Por Mariángeles Castro Sánchez, familióloga, especialista en educación, directora de estudios del Instituto de Ciencias para la Familia de la Universidad Austral.
Cada 16 de noviembre se conmemora el Día Internacional para la Tolerancia establecido por Naciones Unidas. Dos acepciones de la palabra tolerancia habitan el imaginario colectivo. La primera está asociada al respeto: un respeto activo que avanza hacia la aceptación y el aprecio de la diversidad y el reconocimiento de los derechos humanos universales. La tolerancia emparentada con el respeto se torna así una responsabilidad y nos interpela en el orden de las prácticas sociales. En una segunda línea interpretativa, la tolerancia aparece ligada a la resistencia. Si bien resistir es signo de fortaleza, no salimos de nosotros mismos cuando resistimos; más bien nos replegamos para soportar el ataque externo o la explosión interna.
Tolerancia de la buena es la del primer tipo. Tanto es así que la ONU la define como la virtud que hace posible la paz. Porque supone montar un piso de acuerdo por encima de las diferencias. Sabemos que las virtudes son valores vividos a partir de capacidades que se educan. De ahí que una de las recomendaciones que la organización realiza es la de educar para la tolerancia, toda vez que la ignorancia socava su ejercicio, alimentando miedos y prejuicios. Educar desde la niñez en un paradigma de respeto y empatía, con vistas a prevenir y desarmar conflictos y hallar coincidencias que abran paso a la experiencia de lo común, es la vía que los expertos señalan.
Surgen en este punto dos reflexiones: sobre el problema de educar y sobre la acción educativa en tiempos de polarización. Si la educación fuera mera transmisión, bastaría con colocarnos un chip y la cuestión estaría resuelta. Pero está claro que es más que acumular datos fácticos: es formar en hábitos positivos, promoviendo el despliegue armónico de cada persona en su individualidad y en diálogo con los demás, en su ser social. Esto se concreta, en todos los casos, de la mano de un otro con quien trabamos un vínculo educativo en un contexto que habilita que el proceso adquiera sentido. Aquí se agiganta la misión educativa de madres y padres en el seno familiar, como también la docencia en los distintos niveles del sistema.

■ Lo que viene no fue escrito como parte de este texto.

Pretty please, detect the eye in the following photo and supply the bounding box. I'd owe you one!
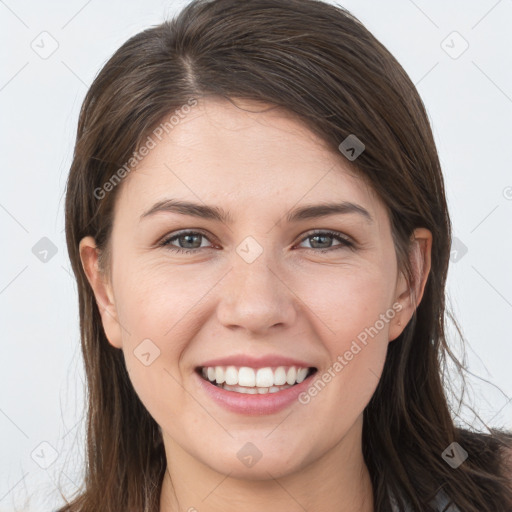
[159,230,355,254]
[302,230,355,252]
[160,231,212,253]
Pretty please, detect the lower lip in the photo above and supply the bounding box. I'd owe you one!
[195,372,316,415]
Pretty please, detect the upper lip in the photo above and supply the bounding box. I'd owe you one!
[199,354,314,368]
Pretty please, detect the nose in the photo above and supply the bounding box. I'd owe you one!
[217,251,297,334]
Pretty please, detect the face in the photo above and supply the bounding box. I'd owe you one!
[81,100,428,479]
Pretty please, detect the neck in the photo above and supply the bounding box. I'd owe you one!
[160,416,374,512]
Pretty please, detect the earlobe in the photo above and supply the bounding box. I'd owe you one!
[389,228,432,341]
[79,236,122,348]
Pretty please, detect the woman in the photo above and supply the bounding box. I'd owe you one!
[61,0,512,512]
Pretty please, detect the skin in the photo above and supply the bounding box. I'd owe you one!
[80,99,432,512]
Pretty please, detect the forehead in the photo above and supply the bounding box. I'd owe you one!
[116,99,378,222]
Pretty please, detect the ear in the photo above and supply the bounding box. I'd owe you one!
[79,236,122,348]
[389,228,432,341]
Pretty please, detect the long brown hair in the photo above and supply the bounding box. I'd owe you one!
[60,0,512,512]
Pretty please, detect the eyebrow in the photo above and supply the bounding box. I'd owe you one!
[140,199,373,224]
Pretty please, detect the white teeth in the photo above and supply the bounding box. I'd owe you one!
[238,366,256,388]
[224,366,238,386]
[297,368,308,383]
[256,368,274,388]
[201,366,309,388]
[286,366,297,386]
[215,366,226,384]
[274,366,286,386]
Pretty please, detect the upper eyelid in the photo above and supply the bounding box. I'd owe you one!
[159,228,356,250]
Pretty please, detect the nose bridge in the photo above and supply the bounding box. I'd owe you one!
[218,236,295,331]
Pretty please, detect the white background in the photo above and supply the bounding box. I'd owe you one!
[0,0,512,511]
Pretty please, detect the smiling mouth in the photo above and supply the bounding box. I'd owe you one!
[196,366,317,395]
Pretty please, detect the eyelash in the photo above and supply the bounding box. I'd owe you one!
[159,230,355,254]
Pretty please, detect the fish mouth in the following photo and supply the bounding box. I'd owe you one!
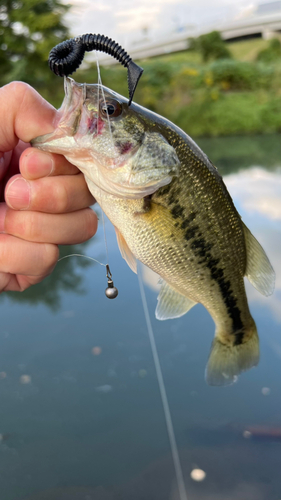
[31,77,86,154]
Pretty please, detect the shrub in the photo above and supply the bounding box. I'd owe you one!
[257,38,281,63]
[189,31,232,62]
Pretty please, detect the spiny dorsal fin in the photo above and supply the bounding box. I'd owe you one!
[242,223,275,297]
[115,227,137,274]
[155,281,196,320]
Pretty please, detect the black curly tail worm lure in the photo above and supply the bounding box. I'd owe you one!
[49,33,143,106]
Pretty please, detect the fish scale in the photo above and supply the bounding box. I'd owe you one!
[32,78,274,385]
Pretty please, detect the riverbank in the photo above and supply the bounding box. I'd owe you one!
[69,39,281,137]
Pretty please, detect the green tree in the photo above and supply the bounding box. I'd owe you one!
[257,38,281,63]
[0,0,70,102]
[189,31,231,62]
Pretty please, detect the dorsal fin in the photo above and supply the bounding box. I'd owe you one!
[242,222,275,296]
[155,281,196,320]
[114,227,137,274]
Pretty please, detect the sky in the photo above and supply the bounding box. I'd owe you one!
[65,0,258,49]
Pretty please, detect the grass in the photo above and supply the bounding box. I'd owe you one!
[43,35,281,137]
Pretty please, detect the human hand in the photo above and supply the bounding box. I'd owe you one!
[0,82,97,292]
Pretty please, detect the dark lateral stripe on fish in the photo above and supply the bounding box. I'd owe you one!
[191,232,244,338]
[166,201,244,345]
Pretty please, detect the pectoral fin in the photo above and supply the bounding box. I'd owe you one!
[115,227,137,274]
[155,281,196,320]
[243,224,275,296]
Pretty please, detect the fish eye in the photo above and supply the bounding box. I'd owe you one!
[100,99,122,118]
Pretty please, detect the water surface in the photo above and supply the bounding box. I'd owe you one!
[0,136,281,500]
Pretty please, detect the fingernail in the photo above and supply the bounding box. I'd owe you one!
[5,177,30,210]
[0,203,7,233]
[23,150,54,177]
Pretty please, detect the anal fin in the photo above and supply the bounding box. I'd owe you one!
[155,281,197,320]
[243,223,275,296]
[115,227,137,274]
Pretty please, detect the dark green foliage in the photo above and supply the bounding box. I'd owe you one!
[257,38,281,63]
[203,59,273,90]
[0,0,69,100]
[189,31,231,62]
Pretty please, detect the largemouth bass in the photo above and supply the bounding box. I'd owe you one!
[32,78,274,385]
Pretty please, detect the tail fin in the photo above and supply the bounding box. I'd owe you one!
[205,328,259,385]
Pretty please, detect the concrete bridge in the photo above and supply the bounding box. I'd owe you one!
[97,0,281,64]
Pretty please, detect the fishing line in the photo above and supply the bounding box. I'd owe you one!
[95,51,113,262]
[138,269,187,500]
[58,253,106,267]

Gran parte de la ciudadanía queda hoy entrampada en movimientos de radicalización en torno a discusiones políticas y éticas, que se expanden hasta el paroxismo en las plataformas sociodigitales y estructuran el debate público. Las sociedades están agrietadas, divididas entre posiciones extremistas, entre fanatismos que tienen mucho de apelación emocional. Binarismos en los que la riqueza de los matices se pierde y se recortan brutalmente los contrastes. Conversaciones endogámicas que fijan sesgos y estereotipos. El fenómeno de los haters es muestra de esta exacerbación que viraliza relatos de odio y favorece interacciones que escalan en discursos irracionales y violentos. Verdaderas cruzadas virtuales que buscan aniquilar todo aquello que se sitúa en la vereda de enfrente.
Lejos de esta lógica, la tolerancia celebra la libertad de pensamiento y asociación, y tiende puentes de encuentro. Respeta la visión de los demás desde una apertura empática. Valora sus características porque comprende que solo la diversidad garantiza que cada uno pueda obrar según sus convicciones profundas, sin imposiciones ni intimaciones de ninguna índole, sin mandatos ideológicos absolutistas que atenten contra sus derechos fundamentales. Vale, en este día, revisar qué nos pasa y detenernos en esta virtud necesaria para la construcción de una cultura de paz.